If we look at these perspectives more broadly, they essentially boil down to two key types of data usage – the exact needs that data warehouses and data lakes are designed for. Farmers and executives are largely served through data warehouses, which require information to be timely and structured. Some of the main use cases for data warehouses include operational analytics, business intelligence and predictive analytics for data science and machine learning applications. Explorers are best served through data lakes, since the data formats are not predetermined. Data lakes are often most effective for use cases like a centralized data catalogue that enables organizations to view all sources of data in a single place, or recent advances in AI application development that require the processing of unstructured data, such as text, images, video and audio.

Challenges and Convergence of Storage Formats

Despite the differences, most companies can use both data lakes and data warehouses for their various analytics needs. However, to successfully capitalize on the benefits, it is also important to understand the challenges. In particular, data lakes present difficulties when it comes to parsing data. They were initially designed to capture data across the enterprise in its natural format, without enforcing schema, so that users could garner more insights; a fundamental aspect in creating a data-driven culture across the organization. However, without a predetermined use case, data lakes can quickly become data swamps. End users were historically unable to figure out whether the data was stale, and ownership was not well established. This has been remedied by taking a use case-driven approach and only including data that has defined use cases or ownership.

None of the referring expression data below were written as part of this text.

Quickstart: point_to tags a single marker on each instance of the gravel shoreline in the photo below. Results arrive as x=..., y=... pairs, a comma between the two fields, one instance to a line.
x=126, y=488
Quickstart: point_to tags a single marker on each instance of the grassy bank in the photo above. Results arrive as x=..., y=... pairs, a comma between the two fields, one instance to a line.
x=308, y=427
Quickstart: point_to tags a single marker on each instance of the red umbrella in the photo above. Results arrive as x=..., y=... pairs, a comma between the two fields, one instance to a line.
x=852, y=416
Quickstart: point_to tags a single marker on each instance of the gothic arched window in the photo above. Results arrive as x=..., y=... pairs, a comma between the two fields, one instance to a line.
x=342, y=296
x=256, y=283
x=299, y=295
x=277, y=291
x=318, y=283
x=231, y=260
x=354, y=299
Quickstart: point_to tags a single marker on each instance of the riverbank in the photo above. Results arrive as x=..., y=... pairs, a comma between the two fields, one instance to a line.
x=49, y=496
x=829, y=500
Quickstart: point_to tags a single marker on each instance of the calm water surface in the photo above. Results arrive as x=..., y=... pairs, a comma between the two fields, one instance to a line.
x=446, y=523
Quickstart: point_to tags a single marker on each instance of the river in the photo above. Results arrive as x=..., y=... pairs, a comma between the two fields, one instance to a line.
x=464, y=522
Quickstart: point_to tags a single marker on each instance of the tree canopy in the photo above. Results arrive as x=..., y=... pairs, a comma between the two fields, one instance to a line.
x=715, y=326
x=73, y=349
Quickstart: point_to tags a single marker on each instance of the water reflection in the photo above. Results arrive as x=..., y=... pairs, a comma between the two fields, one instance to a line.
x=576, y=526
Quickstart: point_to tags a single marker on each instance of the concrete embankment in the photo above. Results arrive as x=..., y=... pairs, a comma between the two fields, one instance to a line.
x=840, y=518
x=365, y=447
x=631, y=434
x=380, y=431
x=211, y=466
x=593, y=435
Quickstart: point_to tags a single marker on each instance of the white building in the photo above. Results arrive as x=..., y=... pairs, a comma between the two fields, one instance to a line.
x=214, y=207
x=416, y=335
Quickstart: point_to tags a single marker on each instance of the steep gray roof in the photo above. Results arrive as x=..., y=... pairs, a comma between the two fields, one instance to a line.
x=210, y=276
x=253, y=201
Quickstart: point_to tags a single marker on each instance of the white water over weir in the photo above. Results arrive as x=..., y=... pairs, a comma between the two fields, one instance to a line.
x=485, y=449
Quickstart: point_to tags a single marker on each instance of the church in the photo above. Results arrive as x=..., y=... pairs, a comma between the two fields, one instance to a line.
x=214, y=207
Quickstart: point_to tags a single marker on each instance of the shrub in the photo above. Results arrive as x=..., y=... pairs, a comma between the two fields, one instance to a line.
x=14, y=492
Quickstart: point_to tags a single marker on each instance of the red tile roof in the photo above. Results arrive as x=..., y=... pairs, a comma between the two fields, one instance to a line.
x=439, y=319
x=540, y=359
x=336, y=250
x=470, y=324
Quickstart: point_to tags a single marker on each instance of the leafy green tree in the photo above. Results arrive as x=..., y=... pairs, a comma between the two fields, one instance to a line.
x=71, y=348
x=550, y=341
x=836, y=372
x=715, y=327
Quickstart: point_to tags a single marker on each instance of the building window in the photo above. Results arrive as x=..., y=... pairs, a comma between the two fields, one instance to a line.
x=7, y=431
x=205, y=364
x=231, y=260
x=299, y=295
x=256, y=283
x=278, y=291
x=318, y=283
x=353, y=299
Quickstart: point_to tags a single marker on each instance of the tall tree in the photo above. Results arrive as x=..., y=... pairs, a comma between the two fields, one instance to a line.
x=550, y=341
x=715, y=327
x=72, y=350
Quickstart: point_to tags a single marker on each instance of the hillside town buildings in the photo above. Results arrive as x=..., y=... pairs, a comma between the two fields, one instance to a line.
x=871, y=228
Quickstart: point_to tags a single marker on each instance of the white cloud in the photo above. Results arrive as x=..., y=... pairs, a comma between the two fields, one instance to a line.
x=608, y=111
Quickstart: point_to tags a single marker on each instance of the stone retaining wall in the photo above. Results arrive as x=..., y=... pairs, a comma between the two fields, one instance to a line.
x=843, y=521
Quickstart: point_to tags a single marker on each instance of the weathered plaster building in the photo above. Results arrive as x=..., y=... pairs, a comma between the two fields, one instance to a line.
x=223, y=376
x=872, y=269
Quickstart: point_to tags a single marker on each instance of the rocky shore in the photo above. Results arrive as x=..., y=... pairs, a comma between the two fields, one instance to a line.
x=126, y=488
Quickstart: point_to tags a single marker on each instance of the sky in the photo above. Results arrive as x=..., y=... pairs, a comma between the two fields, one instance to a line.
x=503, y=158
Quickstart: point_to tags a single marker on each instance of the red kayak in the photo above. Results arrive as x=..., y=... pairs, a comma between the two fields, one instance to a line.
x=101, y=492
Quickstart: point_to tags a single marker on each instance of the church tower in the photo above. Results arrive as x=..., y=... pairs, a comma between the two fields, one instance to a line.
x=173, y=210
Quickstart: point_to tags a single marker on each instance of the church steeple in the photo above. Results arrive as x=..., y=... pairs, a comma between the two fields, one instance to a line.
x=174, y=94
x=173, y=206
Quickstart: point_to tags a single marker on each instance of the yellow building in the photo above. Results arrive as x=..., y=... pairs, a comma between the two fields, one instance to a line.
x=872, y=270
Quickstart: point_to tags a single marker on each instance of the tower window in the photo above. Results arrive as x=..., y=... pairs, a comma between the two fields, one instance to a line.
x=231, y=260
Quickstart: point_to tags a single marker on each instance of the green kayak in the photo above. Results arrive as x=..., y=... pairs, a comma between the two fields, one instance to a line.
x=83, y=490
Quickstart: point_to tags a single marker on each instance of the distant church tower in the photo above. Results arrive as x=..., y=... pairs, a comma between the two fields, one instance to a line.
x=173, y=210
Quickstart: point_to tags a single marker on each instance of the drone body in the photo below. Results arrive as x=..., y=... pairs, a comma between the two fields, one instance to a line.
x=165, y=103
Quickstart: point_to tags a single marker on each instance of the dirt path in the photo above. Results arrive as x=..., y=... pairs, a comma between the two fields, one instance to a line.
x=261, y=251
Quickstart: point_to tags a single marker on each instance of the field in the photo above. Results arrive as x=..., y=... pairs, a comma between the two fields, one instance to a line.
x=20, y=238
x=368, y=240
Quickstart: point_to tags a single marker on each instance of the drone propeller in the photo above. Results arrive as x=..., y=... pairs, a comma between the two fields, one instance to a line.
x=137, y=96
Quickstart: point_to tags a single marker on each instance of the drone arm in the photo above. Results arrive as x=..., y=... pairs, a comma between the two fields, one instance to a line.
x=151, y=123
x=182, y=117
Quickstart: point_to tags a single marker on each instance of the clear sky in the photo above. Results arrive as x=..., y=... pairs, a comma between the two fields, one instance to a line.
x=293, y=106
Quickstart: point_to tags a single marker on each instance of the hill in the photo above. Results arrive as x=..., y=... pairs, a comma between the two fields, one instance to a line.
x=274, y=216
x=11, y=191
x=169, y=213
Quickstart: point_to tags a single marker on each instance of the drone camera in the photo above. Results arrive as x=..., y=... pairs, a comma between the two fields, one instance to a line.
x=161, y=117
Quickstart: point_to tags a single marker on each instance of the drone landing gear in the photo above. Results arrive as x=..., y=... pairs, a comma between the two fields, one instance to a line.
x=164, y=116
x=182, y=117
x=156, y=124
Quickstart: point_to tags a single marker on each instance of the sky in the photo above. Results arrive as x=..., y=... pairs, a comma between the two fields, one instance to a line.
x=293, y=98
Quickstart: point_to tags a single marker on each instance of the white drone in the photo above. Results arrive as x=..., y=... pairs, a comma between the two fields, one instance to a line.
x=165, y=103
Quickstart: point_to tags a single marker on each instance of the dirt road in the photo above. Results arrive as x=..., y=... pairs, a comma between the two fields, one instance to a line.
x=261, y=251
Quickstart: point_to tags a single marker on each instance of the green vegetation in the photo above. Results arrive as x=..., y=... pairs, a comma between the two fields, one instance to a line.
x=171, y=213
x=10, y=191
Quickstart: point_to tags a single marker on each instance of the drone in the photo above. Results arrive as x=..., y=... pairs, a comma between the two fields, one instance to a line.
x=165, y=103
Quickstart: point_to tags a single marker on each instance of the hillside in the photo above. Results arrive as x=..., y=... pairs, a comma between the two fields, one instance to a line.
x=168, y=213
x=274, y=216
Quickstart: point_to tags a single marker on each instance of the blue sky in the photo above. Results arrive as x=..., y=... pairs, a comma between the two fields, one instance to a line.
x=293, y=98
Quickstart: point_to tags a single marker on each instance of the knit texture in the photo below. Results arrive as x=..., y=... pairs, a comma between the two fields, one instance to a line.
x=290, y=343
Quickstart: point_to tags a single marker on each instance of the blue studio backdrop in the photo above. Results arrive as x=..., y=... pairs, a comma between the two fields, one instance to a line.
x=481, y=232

Now that many of the issues surrounding data lakes have been resolved, the two storage formats must complement each other to meet the varying needs of the customer. This has contributed to blurred lines between data lakes and data warehouses. Data lakes are now capable of schema enforcement and answering rapid business intelligence queries, which were traditionally qualities of data warehouses. Data warehouses have separated compute and storage and can read directly from big data file systems, enabling users to read semi-structured data. As such, we are rapidly moving toward integrated data environments and the convergence of data lakes and data warehouses.

Supporting Data-Driven Initiatives

For initiatives like artificial intelligence and machine learning to succeed, data must be presented as an immutable entity that can be used for experimentation. With data lakes, it is crucial to separate the data into different zones and maintain a refined zone after transformation. Then, in the refined zone, companies can enforce schema and allow the schema to evolve to ensure the data is ready for machine learning and data science needs. Most importantly, they must catalog the data and enforce metadata management, data quality and governance. Data warehouses, on the other hand, excel in providing data sets ready for discovery and consumption. Companies should integrate these data sets with an interactive data catalog so they are discoverable – this is the most important step in making artificial intelligence and machine learning possible.

If organizations can learn how to best capitalize on data warehouses and data lakes for their intended purposes, they will be well equipped to uncover key data-driven insights to help guide their business strategy. This will help enable use of other advanced technologies and help transforming them into data-driven companies.